German historian and academic (1909–1980)

Hans-Joachim Schoeps (30 January 1909 Berlin – 8 July 1980 Erlangen) was a German-Jewish historian of religion and religious philosophy. He was professor of religions and religious history at the University of Erlangen. Prior to World War II, Schoeps was leader of The German Vanguard (Der deutsche Vortrupp), an organization of 150 Jewish students, national conservative anti-Zionists who sought total assimilation into the German nation.

==German Vanguard==
The German Vanguard (Der deutsche Vortrupp), also referred to as "Nazi Jews", was a group of German-Jewish followers of Hitler led by Schoeps.
Schoeps wanted to integrate the German Jews into the Nazi Reich. His activities were tolerated by the Nazi regime until the year 1938 when increasing pressure forced him into exile. He fled to Sweden where he spent the remainder of World War II.

==Exile==
Schoeps went into exile in Falun (in Sweden) at the end of 1938, seven weeks after the Nazi Kristallnacht mobs destroyed most German Jewish businesses and places of worship, just before the organized persecutions of the Jewish people began in earnest. There his two sons were born. His parents were deported to Theresienstadt concentration camp on 4 June 1942. His father died there six months later. From Theresienstadt, his mother was selected for a transport to Auschwitz-Birkenau where she was killed on arrival.

==Return to Germany==
Schoeps returned to Western Germany after World War II in Autumn 1946. In 1950, he was made a professor of religious history at the University of Erlangen in northern Bavaria. He remained a monarchist and wanted to re-introduce the monarchy in post-war West Germany. He was firmly opposed to the West German student movement after 1967, and published a book in 1972 in which he claimed that Germany was threatened by anarchy.
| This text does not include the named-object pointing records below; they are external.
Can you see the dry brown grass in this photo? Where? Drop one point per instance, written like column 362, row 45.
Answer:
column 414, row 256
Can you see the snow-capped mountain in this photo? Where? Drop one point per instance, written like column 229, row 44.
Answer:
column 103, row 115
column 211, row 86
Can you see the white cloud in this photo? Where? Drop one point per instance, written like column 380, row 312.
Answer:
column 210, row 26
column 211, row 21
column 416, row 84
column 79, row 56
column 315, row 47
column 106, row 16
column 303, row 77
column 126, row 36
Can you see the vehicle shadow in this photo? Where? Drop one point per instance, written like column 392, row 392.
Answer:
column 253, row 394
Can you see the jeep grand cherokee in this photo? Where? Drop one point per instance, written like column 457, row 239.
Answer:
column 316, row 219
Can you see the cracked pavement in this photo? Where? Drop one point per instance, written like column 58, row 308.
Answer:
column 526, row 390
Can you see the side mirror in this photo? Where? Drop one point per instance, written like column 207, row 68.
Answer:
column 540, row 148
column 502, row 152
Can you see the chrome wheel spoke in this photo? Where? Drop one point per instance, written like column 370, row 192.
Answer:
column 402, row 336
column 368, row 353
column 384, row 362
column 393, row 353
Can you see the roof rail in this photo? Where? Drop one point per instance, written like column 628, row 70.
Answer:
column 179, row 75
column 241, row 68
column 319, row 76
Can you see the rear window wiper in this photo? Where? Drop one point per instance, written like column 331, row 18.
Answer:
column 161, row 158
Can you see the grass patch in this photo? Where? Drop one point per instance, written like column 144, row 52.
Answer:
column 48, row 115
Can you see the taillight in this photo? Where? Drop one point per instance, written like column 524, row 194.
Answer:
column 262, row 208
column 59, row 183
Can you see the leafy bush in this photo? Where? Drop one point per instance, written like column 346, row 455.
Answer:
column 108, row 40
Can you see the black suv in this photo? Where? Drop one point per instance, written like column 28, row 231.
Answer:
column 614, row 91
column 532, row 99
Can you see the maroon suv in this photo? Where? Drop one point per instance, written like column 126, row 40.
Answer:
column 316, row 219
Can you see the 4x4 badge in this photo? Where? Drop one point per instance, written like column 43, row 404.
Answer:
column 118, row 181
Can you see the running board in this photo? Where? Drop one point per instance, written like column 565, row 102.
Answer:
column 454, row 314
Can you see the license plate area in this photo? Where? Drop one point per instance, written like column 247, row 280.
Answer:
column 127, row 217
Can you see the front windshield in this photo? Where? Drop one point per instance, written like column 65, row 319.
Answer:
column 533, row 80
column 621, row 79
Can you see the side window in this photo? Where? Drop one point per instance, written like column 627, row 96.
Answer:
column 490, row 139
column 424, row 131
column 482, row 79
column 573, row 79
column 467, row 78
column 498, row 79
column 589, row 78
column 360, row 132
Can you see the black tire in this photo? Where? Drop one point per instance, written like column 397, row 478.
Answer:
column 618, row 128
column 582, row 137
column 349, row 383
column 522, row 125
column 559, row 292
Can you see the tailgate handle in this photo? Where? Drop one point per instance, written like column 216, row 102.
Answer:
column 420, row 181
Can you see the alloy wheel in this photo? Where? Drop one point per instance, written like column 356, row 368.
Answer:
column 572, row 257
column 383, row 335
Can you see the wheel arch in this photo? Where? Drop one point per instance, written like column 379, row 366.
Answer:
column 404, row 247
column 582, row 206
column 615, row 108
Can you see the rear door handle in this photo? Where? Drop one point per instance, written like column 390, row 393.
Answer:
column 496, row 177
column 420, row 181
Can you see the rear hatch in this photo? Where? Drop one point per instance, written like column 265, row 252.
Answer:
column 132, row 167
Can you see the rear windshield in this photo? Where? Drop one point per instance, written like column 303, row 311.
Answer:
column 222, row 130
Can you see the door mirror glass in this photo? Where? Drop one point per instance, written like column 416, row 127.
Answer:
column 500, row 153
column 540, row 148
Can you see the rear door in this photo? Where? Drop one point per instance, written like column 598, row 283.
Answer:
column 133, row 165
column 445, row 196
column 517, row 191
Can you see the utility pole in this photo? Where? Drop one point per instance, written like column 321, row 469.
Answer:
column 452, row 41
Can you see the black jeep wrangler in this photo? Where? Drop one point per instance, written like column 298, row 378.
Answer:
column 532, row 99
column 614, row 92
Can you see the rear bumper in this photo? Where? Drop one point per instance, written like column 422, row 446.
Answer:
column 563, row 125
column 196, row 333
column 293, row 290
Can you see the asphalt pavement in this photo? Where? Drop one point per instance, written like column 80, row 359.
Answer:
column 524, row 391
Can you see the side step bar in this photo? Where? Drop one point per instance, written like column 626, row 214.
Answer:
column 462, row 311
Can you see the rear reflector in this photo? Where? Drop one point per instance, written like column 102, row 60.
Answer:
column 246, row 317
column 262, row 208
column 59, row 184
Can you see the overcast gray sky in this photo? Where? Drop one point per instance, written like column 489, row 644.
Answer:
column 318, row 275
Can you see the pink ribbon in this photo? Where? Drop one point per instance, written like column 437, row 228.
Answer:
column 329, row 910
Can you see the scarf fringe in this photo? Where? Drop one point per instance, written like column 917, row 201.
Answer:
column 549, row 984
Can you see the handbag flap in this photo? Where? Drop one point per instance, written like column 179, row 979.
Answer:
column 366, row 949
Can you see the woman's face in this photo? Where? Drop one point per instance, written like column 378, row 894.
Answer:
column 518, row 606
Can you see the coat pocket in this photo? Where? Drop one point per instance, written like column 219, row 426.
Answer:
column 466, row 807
In 1963, after the Adenauer government rejected a proposal to discard the Nazi-era version of Paragraph 175 criminalizing sexual activity between men, Schoeps, who was bisexual, commented: "For the homosexuals the Third Reich has not yet ended." Günter Grau writes that although not fully accurate, this statement corresponded to the beliefs of homosexual men at the time.

His involvement in the Vortrupp and his personal engagement for the success of the Nazi movement did not become known at Erlangen until 1970. Schoeps was also member of the Deutschland-Stiftung, in which former Nazis were active.